I have data in a pandas DataFrame with a MultiIndex. Let's call the labels of my MultiIndex "Run", "Trigger", and "Cluster". Separately, I have a list of pre-computed selection criteria that I get as a list of entries passing (these tend to be sparse, so listing passing indexes is most space efficient). The selection cuts may only be partially indexed, e.g. may only specify "Run" or ("Run", "Trigger") pairs.
How do I efficiently apply these cuts, ideally without having to inspect them to find their levels?
For example, consider the following data:
index = pandas.MultiIndex.from_product([[0,1,2],[0,1,2],[0,1]], names=['Run','Trigger','Cluster'])
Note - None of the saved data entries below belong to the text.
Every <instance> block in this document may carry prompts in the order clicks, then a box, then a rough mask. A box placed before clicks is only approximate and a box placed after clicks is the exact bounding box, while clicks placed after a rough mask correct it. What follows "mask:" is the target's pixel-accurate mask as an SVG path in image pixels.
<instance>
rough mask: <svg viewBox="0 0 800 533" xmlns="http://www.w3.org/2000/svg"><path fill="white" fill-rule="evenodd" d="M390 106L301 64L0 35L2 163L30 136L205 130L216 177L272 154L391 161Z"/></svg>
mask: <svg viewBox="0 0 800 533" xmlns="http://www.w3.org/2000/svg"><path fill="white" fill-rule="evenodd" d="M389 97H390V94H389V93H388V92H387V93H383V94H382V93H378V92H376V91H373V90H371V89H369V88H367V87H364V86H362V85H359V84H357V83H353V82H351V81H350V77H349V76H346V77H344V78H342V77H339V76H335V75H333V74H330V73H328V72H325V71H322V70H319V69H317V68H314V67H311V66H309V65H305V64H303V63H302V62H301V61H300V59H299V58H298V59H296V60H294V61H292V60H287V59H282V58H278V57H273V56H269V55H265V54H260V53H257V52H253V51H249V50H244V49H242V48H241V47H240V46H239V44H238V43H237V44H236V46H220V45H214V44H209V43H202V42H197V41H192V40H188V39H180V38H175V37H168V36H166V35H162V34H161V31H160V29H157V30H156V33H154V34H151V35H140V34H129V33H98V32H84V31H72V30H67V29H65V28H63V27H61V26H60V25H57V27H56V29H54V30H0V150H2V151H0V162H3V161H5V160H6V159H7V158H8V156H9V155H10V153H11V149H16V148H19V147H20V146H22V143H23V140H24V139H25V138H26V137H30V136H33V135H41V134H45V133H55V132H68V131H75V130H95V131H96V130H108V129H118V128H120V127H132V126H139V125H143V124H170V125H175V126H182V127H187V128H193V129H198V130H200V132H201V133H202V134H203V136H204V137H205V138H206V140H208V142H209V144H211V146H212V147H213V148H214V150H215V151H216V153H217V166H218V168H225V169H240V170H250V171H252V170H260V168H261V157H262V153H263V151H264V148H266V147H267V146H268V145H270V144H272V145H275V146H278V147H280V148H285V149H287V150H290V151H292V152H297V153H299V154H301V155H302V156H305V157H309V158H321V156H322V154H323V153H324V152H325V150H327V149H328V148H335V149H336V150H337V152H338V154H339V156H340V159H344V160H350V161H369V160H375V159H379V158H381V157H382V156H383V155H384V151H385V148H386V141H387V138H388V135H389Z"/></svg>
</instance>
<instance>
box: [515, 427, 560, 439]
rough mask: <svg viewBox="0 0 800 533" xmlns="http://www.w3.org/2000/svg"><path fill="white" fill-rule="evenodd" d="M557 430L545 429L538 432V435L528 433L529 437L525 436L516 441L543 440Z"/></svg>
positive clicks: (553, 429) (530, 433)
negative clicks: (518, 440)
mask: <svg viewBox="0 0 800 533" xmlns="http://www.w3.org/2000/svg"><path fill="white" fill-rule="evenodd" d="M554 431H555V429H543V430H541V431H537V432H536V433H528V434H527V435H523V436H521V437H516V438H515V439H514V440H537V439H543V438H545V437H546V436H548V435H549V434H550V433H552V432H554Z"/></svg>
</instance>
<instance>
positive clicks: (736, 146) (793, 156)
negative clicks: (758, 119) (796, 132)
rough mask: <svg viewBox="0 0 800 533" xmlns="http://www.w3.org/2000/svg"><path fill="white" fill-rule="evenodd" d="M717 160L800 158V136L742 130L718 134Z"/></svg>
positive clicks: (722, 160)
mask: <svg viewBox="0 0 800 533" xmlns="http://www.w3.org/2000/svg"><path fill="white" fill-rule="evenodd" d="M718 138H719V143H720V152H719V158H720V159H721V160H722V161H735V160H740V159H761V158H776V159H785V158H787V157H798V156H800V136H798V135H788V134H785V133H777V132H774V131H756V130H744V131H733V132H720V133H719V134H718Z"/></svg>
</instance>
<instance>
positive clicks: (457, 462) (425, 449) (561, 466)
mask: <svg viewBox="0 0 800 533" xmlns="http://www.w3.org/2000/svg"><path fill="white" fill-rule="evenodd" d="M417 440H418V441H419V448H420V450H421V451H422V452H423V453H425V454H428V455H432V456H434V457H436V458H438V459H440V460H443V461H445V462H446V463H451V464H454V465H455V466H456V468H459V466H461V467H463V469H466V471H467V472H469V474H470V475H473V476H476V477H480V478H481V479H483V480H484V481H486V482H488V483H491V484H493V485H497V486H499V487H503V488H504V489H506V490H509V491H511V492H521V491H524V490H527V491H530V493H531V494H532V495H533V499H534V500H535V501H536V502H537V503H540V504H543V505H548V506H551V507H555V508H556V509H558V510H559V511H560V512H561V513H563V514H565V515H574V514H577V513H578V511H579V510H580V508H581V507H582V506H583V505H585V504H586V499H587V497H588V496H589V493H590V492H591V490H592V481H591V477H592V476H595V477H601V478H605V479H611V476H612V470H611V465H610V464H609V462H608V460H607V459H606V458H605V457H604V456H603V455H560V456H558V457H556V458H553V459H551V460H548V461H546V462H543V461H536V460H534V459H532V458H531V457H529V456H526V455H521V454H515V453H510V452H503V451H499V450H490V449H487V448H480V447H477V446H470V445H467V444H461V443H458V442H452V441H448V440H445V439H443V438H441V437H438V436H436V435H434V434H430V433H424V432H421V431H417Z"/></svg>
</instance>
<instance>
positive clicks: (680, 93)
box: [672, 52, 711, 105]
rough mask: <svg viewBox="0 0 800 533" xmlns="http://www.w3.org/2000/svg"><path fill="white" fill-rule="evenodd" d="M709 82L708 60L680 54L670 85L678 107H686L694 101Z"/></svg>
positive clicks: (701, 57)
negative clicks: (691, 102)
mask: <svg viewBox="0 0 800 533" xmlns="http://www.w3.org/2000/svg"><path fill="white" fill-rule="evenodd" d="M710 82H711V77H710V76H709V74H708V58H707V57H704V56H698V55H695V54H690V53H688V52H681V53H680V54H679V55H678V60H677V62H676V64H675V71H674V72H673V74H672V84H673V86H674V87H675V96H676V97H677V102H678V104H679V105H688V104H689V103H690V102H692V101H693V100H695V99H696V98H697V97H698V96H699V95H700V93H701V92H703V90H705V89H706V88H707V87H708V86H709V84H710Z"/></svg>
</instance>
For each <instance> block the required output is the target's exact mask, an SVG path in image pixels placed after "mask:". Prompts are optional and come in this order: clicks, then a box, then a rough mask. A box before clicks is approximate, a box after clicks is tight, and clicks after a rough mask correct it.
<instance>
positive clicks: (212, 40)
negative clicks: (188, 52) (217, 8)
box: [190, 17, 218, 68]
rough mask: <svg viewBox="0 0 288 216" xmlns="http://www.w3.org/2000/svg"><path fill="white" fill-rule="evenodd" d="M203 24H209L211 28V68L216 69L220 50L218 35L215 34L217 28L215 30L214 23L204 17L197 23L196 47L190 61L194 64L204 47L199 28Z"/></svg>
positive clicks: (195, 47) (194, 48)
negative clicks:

df = pandas.DataFrame(np.random.rand(len(index),3), index=index, columns=['a','b','c'])
print(df)
a b c
Run Trigger Cluster
0 0 0 0.789090 0.776966 0.764152
1 0.196648 0.635954 0.479195
1 0 0.007268 0.675339 0.966958
1 0.055030 0.794982 0.660357
2 0 0.987798 0.907868 0.583545
1 0.114886 0.839434 0.070730
1 0 0 0.520827 0.626102 0.088976
1 0.377423 0.934224 0.404226
1 0 0.081669 0.485830 0.442296
1 0.620439 0.537927 0.406362
2 0 0.155784 0.243656 0.830895
1 0.734176 0.997579 0.226272
2 0 0 0.867951 0.353823 0.541483
1 0.615694 0.202370 0.229423
1 0 0.912423 0.239199 0.406443
1 0.188609 0.053396 0.222914
2 0 0.698515 0.493518 0.201951
1 0.415195 0.975365 0.687365
Selection criteria may take any of the following forms:
set1:
Int64Index([0], dtype='int64', name='Run')
set2:
MultiIndex([(0, 1),
(1, 2)],
names=['Run', 'Trigger'])
set3:
MultiIndex([(0, 0, 1),
(1, 0, 1),
(2, 1, 0)],
names=['Run', 'Trigger', 'Cluster'])
Application of these selection lists using a hypothetical select method would result in:
>>> print(df.select(set1))
a b c
Run Trigger Cluster
0 0 0 0.789090 0.776966 0.764152
1 0.196648 0.635954 0.479195
1 0 0.007268 0.675339 0.966958
1 0.055030 0.794982 0.660357
2 0 0.987798 0.907868 0.583545
1 0.114886 0.839434 0.070730
>>> print(df.select(set2))
a b c
Run Trigger Cluster
0 1 0 0.007268 0.675339 0.966958
1 0.055030 0.794982 0.660357
1 2 0 0.155784 0.243656 0.830895
1 0.734176 0.997579 0.226272
>>> print(df.select(set3))
a b c
Run Trigger Cluster
0 0 1 0.196648 0.635954 0.479195
1 0 1 0.377423 0.934224 0.404226
2 1 0 0.912423 0.239199 0.406443
pandas can join these kinds of mixed-level indices easily, so it seems like this should be a straightforward operation, but I can't figure out the write calls. loc works for set3 because the indices are the same depth, but I need a general solution.